Try these for your dose of easily absorbed heme iron!
Beef Steak with Rice & Vege
Ingredients:
- 1 pound flank steak
- Coarse salt and ground pepper
- 8 ounces sugar snap peas, stem ends removed (and, if necessary, strings)
- 1 bunch asparagus (1 pound), tough ends removed, cut into 2-inch lengths
- 4 garlic cloves, thinly sliced
- 1/2 teaspoon red pepper flakes
- 2 tablespoons soy sauce
- 2 tablespoons rice vinegar
- 1 cup long-grain cooked white rice
- 1 tablespoon vegetable oil, such as safflower
Method:
- Cook the rice and keep it warm.
- Meanwhile, season the steak with salt and pepper and leave for half an hour
- In a large skillet, heat oil over medium-high. cook 4 to 6 minutes per side for medium-rare.
- Transfer to a plate.
- Place snap peas, asparagus, garlic, red pepper flakes, and 1/4 cup water in the same skillet. Cook, tossing until vegetables are crisp-tender, 3 to 5 minutes.
- Add soy sauce and vinegar; toss to combine.
- Slice steak thinly across the grain. Serve steak, vegetables, and rice drizzled with pan juices.
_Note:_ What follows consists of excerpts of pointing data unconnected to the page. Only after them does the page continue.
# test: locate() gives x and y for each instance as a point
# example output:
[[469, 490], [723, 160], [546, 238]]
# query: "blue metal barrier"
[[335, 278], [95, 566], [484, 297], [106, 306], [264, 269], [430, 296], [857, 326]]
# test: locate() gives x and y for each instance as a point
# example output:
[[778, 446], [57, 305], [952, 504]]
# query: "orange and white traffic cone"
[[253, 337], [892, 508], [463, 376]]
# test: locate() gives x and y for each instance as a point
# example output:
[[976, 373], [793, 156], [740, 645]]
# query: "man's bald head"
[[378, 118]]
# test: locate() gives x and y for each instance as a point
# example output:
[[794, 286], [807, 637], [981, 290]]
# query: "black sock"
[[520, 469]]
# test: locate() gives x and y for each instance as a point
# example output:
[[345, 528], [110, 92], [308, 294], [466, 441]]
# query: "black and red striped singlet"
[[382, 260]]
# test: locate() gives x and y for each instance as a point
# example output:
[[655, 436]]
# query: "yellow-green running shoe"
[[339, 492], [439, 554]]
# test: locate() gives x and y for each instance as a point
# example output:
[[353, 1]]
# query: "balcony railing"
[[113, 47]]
Hoisin & Black Pepper Beef
Ingredients:
- ¾ cup beef broth
- 2 tablespoons hoisin sauce
- 2 teaspoons cornstarch
- 1 tablespoon extra-virgin olive oil
- 3 to 4 cloves garlic – to taste – minced
- 1 tablespoon peeled and minced fresh ginger
- 1¼ pounds boneless lean sirloin steak, cut into 1-inch cubes
- 1 medium yellow bell pepper, seeded and sliced into bite-sized pieces
- 2 cups fresh broccoli
Method:
- In a small bowl, whisk together the broth, hoisin, and cornstarch. Set aside.
- Heat the oil in a large skillet or wok over medium-high heat. Add the garlic and ginger and stir fry for 1 minute. Add the steak and stir-fry until browned on all sides, about 4-5 minutes. Add the vegetables and cook for another 3 minutes.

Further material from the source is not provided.